Histone acetylation, which is the acetylation of lysines in histone tails, is associated with the active expression of genes. Acetylation of lysines can loosen chromatin and promote transcription (Clayton et al., 2006). Histone acetyltransferase (HAT) and histone deacetylase (HDAC) regulate the landscape of acetylation, and the sites of acetylation include highly conserved regions in histones H4 (K5, K8, K12, and K16) and H3 (K9, K14, K18, K23, and K27) (Kurdistani et al., 2004). Previous studies of reprogramming during SCNT demonstrated that H3K9ac, H3K14ac, and H4K16ac can be quickly deacetylated in donor somatic cells and acetylated after activation. However, H4K8ac and H4K12ac still maintain the acetylation pattern that resembles donor somatic cells (Wang et al., 2007). Moreover, in 2021, Yang et al. identified aberrant regions of H3K9ac in SCNT embryos that were associated with many important genes for embryonic development. Furthermore, these aberrant H3K9ac regions led to the failure of ZGA (Yang et al., 2021). Thus, H3K9ac may be an epigenetic barrier to proper ZGA. Notably, the barrier of histone acetylation in preimplantation of SCNT is conserved in large mammals because inhibitors of histone deacetylase (HDACi) can promote blastocyst development (Akagi et al., 2011; Hou et al., 2014; Wen et al., 2014; Min et al., 2016; Jin et al., 2017; Wang et al., 2018) but lead to no significant increase in birth rates (Sangalli et al., 2012; Hosseini et al., 2016; Loi et al., 2016; Ogura et al., 2021).

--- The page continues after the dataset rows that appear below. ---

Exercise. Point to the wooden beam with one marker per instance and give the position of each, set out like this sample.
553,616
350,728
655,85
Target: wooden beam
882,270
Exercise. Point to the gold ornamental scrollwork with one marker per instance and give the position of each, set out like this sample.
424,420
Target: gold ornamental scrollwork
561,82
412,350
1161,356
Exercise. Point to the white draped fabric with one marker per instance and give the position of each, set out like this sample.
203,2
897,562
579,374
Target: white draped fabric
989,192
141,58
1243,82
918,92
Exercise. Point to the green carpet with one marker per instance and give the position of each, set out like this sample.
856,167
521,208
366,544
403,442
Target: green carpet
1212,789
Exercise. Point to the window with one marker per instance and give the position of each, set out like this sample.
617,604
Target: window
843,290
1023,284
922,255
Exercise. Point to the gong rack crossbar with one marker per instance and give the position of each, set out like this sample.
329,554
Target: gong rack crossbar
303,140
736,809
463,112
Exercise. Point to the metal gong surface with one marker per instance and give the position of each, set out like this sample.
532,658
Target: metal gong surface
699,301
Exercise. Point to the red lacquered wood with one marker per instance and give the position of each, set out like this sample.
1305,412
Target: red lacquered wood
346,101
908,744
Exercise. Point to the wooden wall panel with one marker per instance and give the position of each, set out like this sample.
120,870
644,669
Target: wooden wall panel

DNA methylation may act as a barrier to the development of somatic cell nuclear transfer embryos

DNA methylation is an abundant and vital epigenetic modification in development and is associated with gene silencing. 5-Methylcytosine (5mC) exists in the mammalian genome in 60%–80% of CpG sites (Smith and Meissner, 2013; Wu and Zhang, 2017). The DNA methyltransferase (DNMT) family is responsible for the generation of 5mC and is classified into two categories: de novo methyltransferase and maintenance methyltransferase. De novo methyltransferases (DNMT3A and DNMT3B during the development of embryos) are responsible for initial methylation (Okano et al., 1999; Wu and Zhang, 2017). DNMT1, which methylates hemi-methylation DNA through UHRF1, can maintain 5mC through cell divisions during development (Hermann et al., 2004; Bostick et al., 2007; Sharif et al., 2007; Wu and Zhang, 2017). Both de novo and maintenance methyltransferases are crucial because deficiencies of Dnmt3b or Dnmt1 result in fetuses that look normal before E9.5 but die at the later developmental stage in the mouse, and Dnmt3a-null mice die at 4 weeks of age (Li et al., 1992; Okano et al., 1999). It is crucial to regulate DNA methylation dynamically during development. There are two ways to mediate DNA demethylation. One is passive DNA demethylation, which occurs through dilution of 5mC following replication, and the other is active DNA demethylation by the TDG–TET pathway (Wu and Zhang, 2010; Wu and Zhang, 2014; Bochtler et al., 2017).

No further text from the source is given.